GUITAR CROSSROADS
Joel Harrison keeps busy interpreting jazz
By Richard Ryan
January sees the eclectic jazz crossover guitarist Joel Harrison campaigning in a variety of venues around the city, giving contemporary music fans ample opportunity to get current with one of NYC’s more inventive musical residents. Joel Harrison’s End Time Quintet debut new music Jan. 10 from his April 2007 release as part of the Winter Jazzfest.
Then on Jan. 12 Joel’s doing the dirty deed to his fellow Harrison, George, as part of the Rubin Museum’s ultra-hip “Harlem in the Himalayas” series. The following day he’s back in action with his alt-music group, Starfish Parade.
The “Harrison on Harrison” project is an especially engaging milestone in the current effort by forward-looking jazzmen to integrate the pop-rock cannon into the always-evolving jazz repertory, and George is arguably the Beatle whose songbook most invites such assimilation. With their Indian modalities and harmonic complexities, numbers like “While My Guitar Gently Weeps” and “Within You and Without You” call out for the kind of sophisticated re-invention that’s at the heart of any great jazz cover (never, incidentally, has a musician made a Western guitar sound more sitar-like than when Joel covers George). And Harrison’s joyous take on “Here Comes the Sun”—beautifully captured on the Harrison on Harrison album—is pure fusion gold.

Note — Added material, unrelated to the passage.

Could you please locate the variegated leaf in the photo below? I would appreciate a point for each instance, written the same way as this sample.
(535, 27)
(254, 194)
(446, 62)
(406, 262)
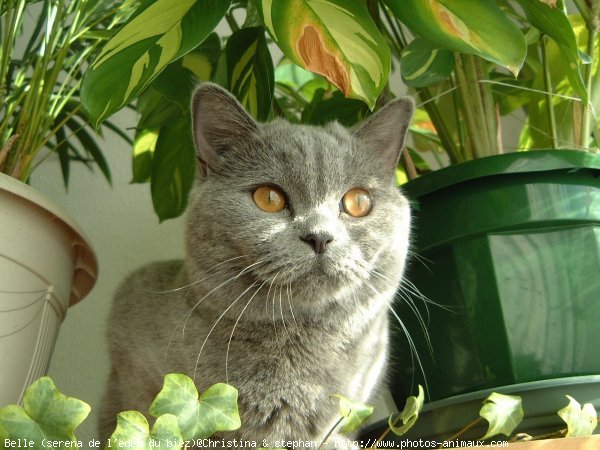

Harrison’s Starfish Parade holds forth at Toad Hall every Sunday (since there’s no cover for these shows this has got to be one of the best performance deals you’re going to find in the coming weeks.) The Starfish Parade gigs should be more unpredictable and perhaps even more serendipitous, partly because of Harrison’s startling and joyous improvisational skills—and partly because of the audacious variety of material he’s been willing to explore over the years. One can expect to hear some of the layered but listenable works recently commissioned by Chamber Music of America, and also some of the Appalachian and country music covers that have become one of the guitarist’s signatures. But Harrison is amply capable of playing jazz that is as straight-ahead and grounded in the familiar bop vernacular as anything you’re likely to hear at Lincoln Center.
An authentic experimentalist, he plays without taboos or preconceptions, but also without a need to smash conventions simply to prove he can. It’s fascinating to listen as Harrison and his sidemen take an armor-plated warhorse of a song like “Folsom Prison Blues” and produce something that is at once an instantly recognizable homage and a genuinely new and idiosyncratic work of art.
Harrison has written of his desire “to combine simple, direct song forms with more mysterious and abstract improvisational language,” and it’s just that willingness to keep the outer reaches of new music connected to the irresistible heart of popular song that makes Harrison’s work so appealing and infectious.
Joel Harrison’s End Time: Jan. 10, Knitting Factory (Tap Room), 74 Leonard St. (betw. B’way & Church St.), 212-219-3132; 8:20, $25.
Harrison On Harrison Ensemble featuring David Binney: Jan. 12, Rubin Museum of Art,150 W. 17th St. (at 7th Ave.), 212-620-5000, ext. 344; 7-8:30, $15.
Joel Harrison’s Starfish Parade: Ongoing, Toad Hall, 57 Grand St. (at W. Broadway), 212-431-8145; Sundays 8-11 p.m., free.